Promoting job creation skills is a mutual con: job growth happens more or less regardless of policy
BOTH political parties are guilty of a sleight of hand when it comes to the art of spruiking their skills in job creation.
BOTH political parties are guilty of a sleight of hand when it comes to the art of spruiking their skills in job creation. Here's how it works.
At some point during the forthcoming budget speech, the Treasurer will make reference to the wonderful work the government has been doing in the field of job creation.
He will say that "more than 300,000 jobs have been created over the last 12 months". And of course the Treasurer will be correct. According to the Australian Bureau of Statistics, the number of people with a job (defined as having worked for one hour or more over the previous week) increased by 316,000 to 11.452 million over the year to March.
But the sleight of hand is that job growth happens more or less regardless of policy intervention. Even during the global financial crisis there was job growth in Australia: up 86,000 jobs to 10.910 million over the 12 months to March 2009. Was this because of deft intervention by government or was it because of the fact that the population aged 15 and over increased by 395,000 in this year?
The net injection of this number of people into the working and consuming stage in the life cycle in itself generates jobs. This is the beauty of cohort expansion and it is the astute politician's new best friend.
The whole process works a bit like bracket creep with regard to personal income tax. Be slow in adjusting tax brackets and allow inflation to propel more workers into higher tax brackets, thereby delivering a higher tax yield.
Although it should be understood that allowing cohort expansion to generate jobs only works in countries where there is a rising working-age population. Australia's elevated birth rate only applies from 2002, so any impact on the working-age population will not be felt until 2018 at the earliest.
The fact is that Australia's rising workforce is being driven by the ageing of young people (kids, teenagers and students) who were imported along with older workers in the early to mid-2000s.

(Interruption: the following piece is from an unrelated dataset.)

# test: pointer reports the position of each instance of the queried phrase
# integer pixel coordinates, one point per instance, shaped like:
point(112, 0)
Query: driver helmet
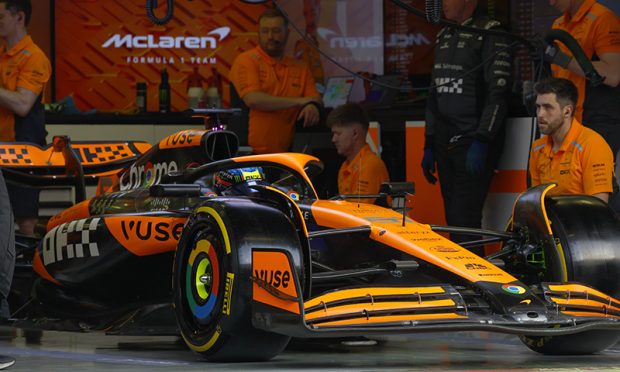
point(238, 181)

But with the overseas-migration lever having been thrown into reverse from early 2009, there are now fewer people entering the working-age population. In the year to March, the Australian population aged 15 and over increased by 300,000 -- down 95,000 on the number recorded two years earlier.
Indeed, two years earlier the labour force participation was 65.9 per cent, which when applied to 395,000 extra people over 15 yielded 260,000 new entrants to the labour market.
In the year to March, a marginally higher workforce participation of 66 per cent applied to 300,000 extra people aged over 15 yields 198,000 extra people into the labour force.
Yes, the participation rate is important, but if we wanted for example the same net contribution to the labour market as applied two years ago, the participation rate would have to rise to a society-changing 87 per cent.
The bottom line is that the number of people added to the labour market each year is currently contracting by about 40,000. This is despite participation rising marginally; it is because overseas migration has been wound back. The solution proffered by many is to better utilise the existing population aged 15 and over.
Encourage older workers to remain in the workforce. Encourage women to remain in or to return to the workforce. Encourage people with disabilities to do work that is within their capabilities. And train the unemployed so that they are more employable.
There is no doubt that this is exactly what this nation needs to feed the rising demand for skills and labour.
But there is a problem and it involves another political sleight of hand. It is the argument that we can mobilise the under-employed when in fact many may not be motivated to be trained in the skills that this nation requires or to be relocated into the geographies that require these skills. How many unemployed people living in Broadmeadows or Blacktown want to work in a Bowen Basin mine?
The unemployment rate was 5.1 per cent last month; it was 4.1 per cent in March 2008 at the peak of the boom. This nation is now within one percentage point of what might be termed full employment in the modern era.
(I have this theory that unemployment benefits is a premium paid by rich economies to insure against the prospect of revolution. That premium in Australia is unemployment and other benefits paid to perhaps half a million people. Without these benefits, there would be rampant crime and civil unrest.)
Even if all the unemployed (of 434,000) were trained, skilled and prepared to relocate to where jobs are located, the net effect on the workforce would be to replace two years of current growth through migration (about 198,000). So what happens in year three when all the unemployed have been notionally absorbed into the workforce?
The inescapable conclusion is that while training the unemployed is a laudable objective, as much from a social as from an economic perspective, the numbers that are likely to flow through to meet the demand for labour will have to be augmented by continued targeted and skilled immigration.
The fact is that over the past decade the workforce has expanded regardless of whose hand was on the tiller. And the idea of getting the unemployed, the disabled and others into the workforce is a worthy objective, but even with the best participation outcome such a program will only be capable of delivering a temporary reprieve from the demand for labour, especially in regional areas.
If it were easy to train the unemployed and the under-employed to meet the demand for labour, business would have done it years ago. The sleight of hand is to blithely offer this as an alternative to skilled migration without spelling out how difficult it is to deliver newly skilled, committed and mostly urban workers to regional job openings.